(see also "Several Insights into muscle contraction mechanism" part 1 and 2)

 

        The cross-bridges theory of muscle contraction claims that the sliding process of myofilaments is driven by myosin cross-bridges that extend from the thick filaments and cyclically interact with the thin filaments as adenosine triphosphate (ATP) is hydrolysed.

         According to the cross-bridges theory, the thick filament lateral expansions (cross-bridges) perform the following four actions during contraction:

         1. attachment to one neighbor  at an angle of 90°

        2. the power stroke (whereby the angle changes from 90° to 45°)

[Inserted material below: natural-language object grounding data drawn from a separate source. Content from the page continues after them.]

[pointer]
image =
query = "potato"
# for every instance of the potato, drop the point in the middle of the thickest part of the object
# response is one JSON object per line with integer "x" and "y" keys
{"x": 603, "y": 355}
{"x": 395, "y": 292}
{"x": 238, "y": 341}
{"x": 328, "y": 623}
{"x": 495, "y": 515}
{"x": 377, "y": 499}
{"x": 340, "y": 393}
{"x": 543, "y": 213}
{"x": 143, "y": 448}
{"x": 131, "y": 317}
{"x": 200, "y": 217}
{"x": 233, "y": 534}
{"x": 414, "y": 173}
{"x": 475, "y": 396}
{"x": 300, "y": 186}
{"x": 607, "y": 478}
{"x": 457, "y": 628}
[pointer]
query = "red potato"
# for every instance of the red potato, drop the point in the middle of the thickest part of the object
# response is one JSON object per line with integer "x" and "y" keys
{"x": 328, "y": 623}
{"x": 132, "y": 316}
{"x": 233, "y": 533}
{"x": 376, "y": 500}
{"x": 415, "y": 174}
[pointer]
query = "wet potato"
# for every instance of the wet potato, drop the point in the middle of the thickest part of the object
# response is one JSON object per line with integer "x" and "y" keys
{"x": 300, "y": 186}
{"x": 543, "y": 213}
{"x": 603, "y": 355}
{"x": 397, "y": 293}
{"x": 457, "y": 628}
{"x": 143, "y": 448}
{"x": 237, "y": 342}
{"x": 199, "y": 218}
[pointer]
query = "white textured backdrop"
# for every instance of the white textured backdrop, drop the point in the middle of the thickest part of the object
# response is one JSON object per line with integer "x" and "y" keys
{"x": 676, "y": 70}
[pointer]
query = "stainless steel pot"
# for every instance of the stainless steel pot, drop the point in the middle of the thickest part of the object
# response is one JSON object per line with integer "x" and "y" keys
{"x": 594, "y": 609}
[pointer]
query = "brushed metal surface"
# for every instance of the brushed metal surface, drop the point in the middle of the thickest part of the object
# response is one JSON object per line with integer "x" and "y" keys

          3. detachment from the thin filament

        4. reorientation  to the initial 90° angle relative to thin filament

 

        The Lymn-Taylor cross-bridge model presumes that the myosin cross-bridge complexed with ADP and Pi successively binds actin molecules (in the thin filament) with a rate constant of 100 s-1, releases the products of ATP hydrolysis with a rate constant of 10-30 s-1 in solution and 1.5 s-1 in muscle fiber, binds a molecule of ATP at a very fast rate, detaches from the actin molecules (in the thin filament) (with a rate constant 1000 s-1) and hydrolyses the bound ATP (with a rate constant 150 s-1) so that the overall actomyosin ATP-ase cycle is as long as 50-125 ms in solution and about 700 ms in muscle fiber. There is only one power-stroke of the cross-bridge during an actomyosin ATP-ase cycle, and, because the length of the myosin head is 15 nm, two successive attachment points to the actin molecules (in the thin filament) of an individual cross-bridge are maximum 11 nm apart. However, it is known that the maximum rate of the relative sliding of filaments in intact muscle under zero load is 6 micrometer/s, so that the time available for a cross-bridge to perform its mechanical cycle is no longer than 2 ms, i.e. 25-350 times smaller (depending mainly on the rate constant of the products-release step in muscle fiber) than the time needed for a myosin head to go through a complete ATP-ase cycle.